First OpenSocial Application Hacked Within 45 Minutes

It didn’t take long for someone to hack the first OpenSocial application. In fact, it took just 45 minutes.

A developer who goes by the alias “theharmonyguy” and describes himself as “just an amateur” claims to have compromised the RockYou OpenSocial application on Plaxo called emote (see the Plaxo blog for details on the application). Specifically, he claims to have added a number of emoticons to Plaxo VP Marketing John McCrea’s profile within 45 minutes of it launching.

In an email, McCrea said he added all of the emoticons himself and his account doesn’t appear to be hacked. But when I asked theharmonyguy to hack my Plaxo account he did, within minutes, adding four quick emoticon messages such as “michael arrington is getting my bling on” and “michael arrington is w00t” (see image to left, none of those were added by me). theharmoneyguy then added one more to McCrea’s account, which will be difficult for him to deny:

theharmonyguy also pointed out specific problems with RockYou’s code, including some fairly humorous comments:

Some interesting code in there. For one, the app still doesn’t seem to be live for most of us (John McCrea from Plaxo has used it somehow) – it currently loads a “Please wait” iframe that never changes. But check out these code comments:

// TODO: no error checking – we’re bold…
// TODO: figure out why this is necessary???

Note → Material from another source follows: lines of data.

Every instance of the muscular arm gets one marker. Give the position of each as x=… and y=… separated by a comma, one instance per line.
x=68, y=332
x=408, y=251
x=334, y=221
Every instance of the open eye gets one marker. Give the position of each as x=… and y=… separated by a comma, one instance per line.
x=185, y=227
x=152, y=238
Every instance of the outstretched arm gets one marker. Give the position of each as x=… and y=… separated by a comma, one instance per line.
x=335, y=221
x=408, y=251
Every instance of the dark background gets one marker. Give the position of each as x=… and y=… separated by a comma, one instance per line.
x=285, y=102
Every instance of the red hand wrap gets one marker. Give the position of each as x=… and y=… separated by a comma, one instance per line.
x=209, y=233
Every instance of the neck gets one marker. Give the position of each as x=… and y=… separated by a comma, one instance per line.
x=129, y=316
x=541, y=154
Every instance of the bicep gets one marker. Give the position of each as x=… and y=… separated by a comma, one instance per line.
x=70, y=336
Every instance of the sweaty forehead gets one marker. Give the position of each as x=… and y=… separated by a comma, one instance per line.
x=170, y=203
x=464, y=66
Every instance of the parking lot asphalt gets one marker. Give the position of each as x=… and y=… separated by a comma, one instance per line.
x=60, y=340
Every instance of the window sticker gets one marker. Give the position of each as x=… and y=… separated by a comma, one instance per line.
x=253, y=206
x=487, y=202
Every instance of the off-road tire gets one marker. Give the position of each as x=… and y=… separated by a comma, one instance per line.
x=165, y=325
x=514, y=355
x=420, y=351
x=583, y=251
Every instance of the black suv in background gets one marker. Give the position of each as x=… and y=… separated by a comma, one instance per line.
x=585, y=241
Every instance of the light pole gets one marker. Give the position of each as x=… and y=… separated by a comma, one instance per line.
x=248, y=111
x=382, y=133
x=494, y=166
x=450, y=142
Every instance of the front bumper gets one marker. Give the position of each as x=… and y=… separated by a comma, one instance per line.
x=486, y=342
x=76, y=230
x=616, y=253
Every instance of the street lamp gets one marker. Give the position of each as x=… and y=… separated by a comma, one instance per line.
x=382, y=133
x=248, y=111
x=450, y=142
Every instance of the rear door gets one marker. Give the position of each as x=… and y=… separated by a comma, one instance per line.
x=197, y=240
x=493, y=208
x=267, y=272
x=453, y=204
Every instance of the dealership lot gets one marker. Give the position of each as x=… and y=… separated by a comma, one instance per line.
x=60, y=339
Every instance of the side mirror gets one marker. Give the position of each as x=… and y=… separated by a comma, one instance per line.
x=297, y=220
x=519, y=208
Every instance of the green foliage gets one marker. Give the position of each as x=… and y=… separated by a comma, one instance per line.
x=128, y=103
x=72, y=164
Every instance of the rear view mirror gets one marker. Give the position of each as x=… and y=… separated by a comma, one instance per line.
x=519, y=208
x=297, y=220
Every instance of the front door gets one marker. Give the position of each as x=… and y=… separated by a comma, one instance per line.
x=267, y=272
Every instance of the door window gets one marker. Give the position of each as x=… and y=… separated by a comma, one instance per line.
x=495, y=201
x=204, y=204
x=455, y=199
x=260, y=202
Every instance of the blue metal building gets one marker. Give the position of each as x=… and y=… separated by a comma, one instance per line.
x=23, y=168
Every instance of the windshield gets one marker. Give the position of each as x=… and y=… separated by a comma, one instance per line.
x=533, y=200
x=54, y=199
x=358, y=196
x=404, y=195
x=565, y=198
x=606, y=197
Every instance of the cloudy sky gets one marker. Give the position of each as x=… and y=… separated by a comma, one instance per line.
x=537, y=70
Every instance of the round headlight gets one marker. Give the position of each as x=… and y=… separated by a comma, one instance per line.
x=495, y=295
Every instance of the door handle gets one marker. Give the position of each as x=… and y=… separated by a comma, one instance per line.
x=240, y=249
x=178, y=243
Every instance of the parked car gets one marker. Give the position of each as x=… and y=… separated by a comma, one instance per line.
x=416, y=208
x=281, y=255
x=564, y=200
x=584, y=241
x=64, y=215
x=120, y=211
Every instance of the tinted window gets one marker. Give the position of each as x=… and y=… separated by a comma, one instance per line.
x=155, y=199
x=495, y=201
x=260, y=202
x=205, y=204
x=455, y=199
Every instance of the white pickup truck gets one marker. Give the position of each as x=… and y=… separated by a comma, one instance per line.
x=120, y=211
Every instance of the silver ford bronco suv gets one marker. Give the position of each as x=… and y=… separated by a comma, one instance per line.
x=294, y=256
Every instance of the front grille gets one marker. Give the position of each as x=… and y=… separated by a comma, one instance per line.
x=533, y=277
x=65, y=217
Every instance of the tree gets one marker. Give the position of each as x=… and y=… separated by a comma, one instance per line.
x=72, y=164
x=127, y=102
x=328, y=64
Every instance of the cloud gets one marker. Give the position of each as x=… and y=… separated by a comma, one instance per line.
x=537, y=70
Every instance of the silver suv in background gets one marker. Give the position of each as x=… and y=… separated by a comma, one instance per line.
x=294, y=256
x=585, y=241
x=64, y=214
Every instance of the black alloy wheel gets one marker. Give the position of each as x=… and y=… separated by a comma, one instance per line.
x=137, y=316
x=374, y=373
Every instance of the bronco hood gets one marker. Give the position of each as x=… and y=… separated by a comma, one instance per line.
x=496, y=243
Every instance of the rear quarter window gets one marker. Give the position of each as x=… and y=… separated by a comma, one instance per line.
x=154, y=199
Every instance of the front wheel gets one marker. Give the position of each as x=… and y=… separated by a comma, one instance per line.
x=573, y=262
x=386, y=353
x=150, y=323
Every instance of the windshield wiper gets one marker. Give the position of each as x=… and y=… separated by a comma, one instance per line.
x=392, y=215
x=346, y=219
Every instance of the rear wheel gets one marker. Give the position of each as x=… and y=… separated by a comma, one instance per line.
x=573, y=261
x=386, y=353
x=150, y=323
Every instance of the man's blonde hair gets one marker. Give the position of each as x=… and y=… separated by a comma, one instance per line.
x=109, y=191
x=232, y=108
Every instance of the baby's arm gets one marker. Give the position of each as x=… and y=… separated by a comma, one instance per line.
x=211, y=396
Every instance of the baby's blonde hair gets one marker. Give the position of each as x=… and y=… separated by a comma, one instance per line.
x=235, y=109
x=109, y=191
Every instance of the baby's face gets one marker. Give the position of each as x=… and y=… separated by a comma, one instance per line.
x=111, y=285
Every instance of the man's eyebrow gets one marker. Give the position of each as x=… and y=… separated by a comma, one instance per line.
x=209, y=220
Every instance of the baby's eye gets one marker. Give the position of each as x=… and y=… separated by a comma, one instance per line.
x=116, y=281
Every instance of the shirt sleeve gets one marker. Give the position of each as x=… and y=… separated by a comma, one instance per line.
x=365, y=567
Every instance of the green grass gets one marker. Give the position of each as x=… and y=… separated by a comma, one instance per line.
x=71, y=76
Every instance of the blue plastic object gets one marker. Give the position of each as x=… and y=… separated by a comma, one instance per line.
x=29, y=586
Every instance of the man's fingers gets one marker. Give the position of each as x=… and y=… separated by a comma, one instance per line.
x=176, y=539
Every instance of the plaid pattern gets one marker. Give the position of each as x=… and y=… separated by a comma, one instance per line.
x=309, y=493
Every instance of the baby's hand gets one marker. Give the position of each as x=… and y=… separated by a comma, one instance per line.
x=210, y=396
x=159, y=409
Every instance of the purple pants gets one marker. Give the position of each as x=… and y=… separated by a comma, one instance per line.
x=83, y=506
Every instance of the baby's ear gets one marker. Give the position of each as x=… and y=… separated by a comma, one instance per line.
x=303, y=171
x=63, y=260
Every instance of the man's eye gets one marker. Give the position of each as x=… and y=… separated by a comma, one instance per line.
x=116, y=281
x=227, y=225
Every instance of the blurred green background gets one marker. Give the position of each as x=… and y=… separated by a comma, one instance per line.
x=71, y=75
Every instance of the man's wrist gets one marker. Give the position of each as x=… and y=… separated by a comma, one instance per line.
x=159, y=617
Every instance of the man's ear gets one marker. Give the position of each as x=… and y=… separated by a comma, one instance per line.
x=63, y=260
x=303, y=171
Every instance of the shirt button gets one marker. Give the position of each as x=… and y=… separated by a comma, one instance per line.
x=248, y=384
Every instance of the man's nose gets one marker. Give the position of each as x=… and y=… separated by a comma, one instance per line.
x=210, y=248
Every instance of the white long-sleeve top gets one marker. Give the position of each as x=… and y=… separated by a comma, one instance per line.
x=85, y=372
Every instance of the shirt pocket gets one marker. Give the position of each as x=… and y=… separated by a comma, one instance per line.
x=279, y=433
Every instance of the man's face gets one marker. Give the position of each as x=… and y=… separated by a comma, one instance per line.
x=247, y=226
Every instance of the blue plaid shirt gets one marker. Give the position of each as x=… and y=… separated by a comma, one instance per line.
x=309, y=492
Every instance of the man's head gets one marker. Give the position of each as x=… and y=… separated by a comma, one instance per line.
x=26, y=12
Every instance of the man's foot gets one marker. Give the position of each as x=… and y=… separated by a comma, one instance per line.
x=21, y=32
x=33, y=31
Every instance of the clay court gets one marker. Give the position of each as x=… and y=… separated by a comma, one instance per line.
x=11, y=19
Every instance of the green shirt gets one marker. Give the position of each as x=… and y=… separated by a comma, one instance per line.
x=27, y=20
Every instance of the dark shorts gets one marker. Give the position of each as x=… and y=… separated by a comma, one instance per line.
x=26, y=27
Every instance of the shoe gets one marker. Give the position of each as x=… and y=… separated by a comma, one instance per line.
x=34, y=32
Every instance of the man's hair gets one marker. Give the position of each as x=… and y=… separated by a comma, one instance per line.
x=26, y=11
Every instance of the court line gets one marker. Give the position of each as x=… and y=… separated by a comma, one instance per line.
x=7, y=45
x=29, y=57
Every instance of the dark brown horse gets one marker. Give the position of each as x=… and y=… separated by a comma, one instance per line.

Also, the code constantly branches between Plaxo and “default,” which appears to be Orkut. In fact, there are some hardcoded names that I bet showed up in some OpenSocial screenshots somewhere:

if (getContainerType() == “orkut”)
friendIds[iNumFriends] = “11285577331363942034”;
friendNames[iNumFriends] = “Raymond Chan”;
iNumFriends = iNumFriends + 1;

friendIds[iNumFriends] = “15479081059638046412”;
friendNames[iNumFriends] = “Jia Shen”;
iNumFriends = iNumFriends + 1;

theharmonyguy says he’s successfully hacked Facebook applications too, including the Superpoke app, but that it is more difficult:

Facebook apps are not quite this easy. The main issue I’ve found with Facebook apps is being able to access people’s app-related history; for instance, until recently, I could access the SuperPoke action feed for any user. (I could also SuperPoke any user; not sure if they’ve fixed that one. Finally, I can access all the SuperPoke actions – they haven’t fixed that one, but it’s more just for fun.) There are other apps where, last I checked, that was still an issue ( e.g. viewing anyone’s Graffiti posts).

But the way Facebook setup their platform, it’s tons harder to actually imitate a user and change profile info like this. I’m sure this kind of issue could be easily solved by some verification code on RockYou’s part, but it’s not inherent in the platform – unlike Facebook. I could do a lot more like this on FB if Facebook hadn’t set things up the way they did.

Oh, Facebook apps can also be prone to injection – I can insert any FBML I want onto the canvas pages of one popular app. But once again, I can’t really do anything, because to interface with the app requires me to have code related to that app, which isn’t generally available. Not sure if Google’s iframe implementation will be the same way.

Of course, the ability to change emoticons isn’t a particularly malicious hack; but the ease in which this was done suggests that Google has some work to do in getting its new platform stable. If they don’t, more damaging stuff may be on the way.

Update: Joseph Smarr, Plaxo’s Chief Platform Architect, says he has taken the application down for now:

Hi, just caught this thread now. Michael-thanks for the info. It does look like something isn’t quite working right. While I suspect it’s benign, e.g. some of the rockyou code not distinguishing between the “owner” and the “viewer” of the gadget (this stuff is not always easy to keep straight), I want to err on the side of caution, so I’m going to de-white-list the gadget for now.

As is, we’re maintaining a strict white-list so we don’t have any random would-be hackers messing around, and the platform itself is still a work in progress. Hopefully the benefit of seeing some real working OpenSocial code in production is worth bearing with a few kinks that need to get ironed out.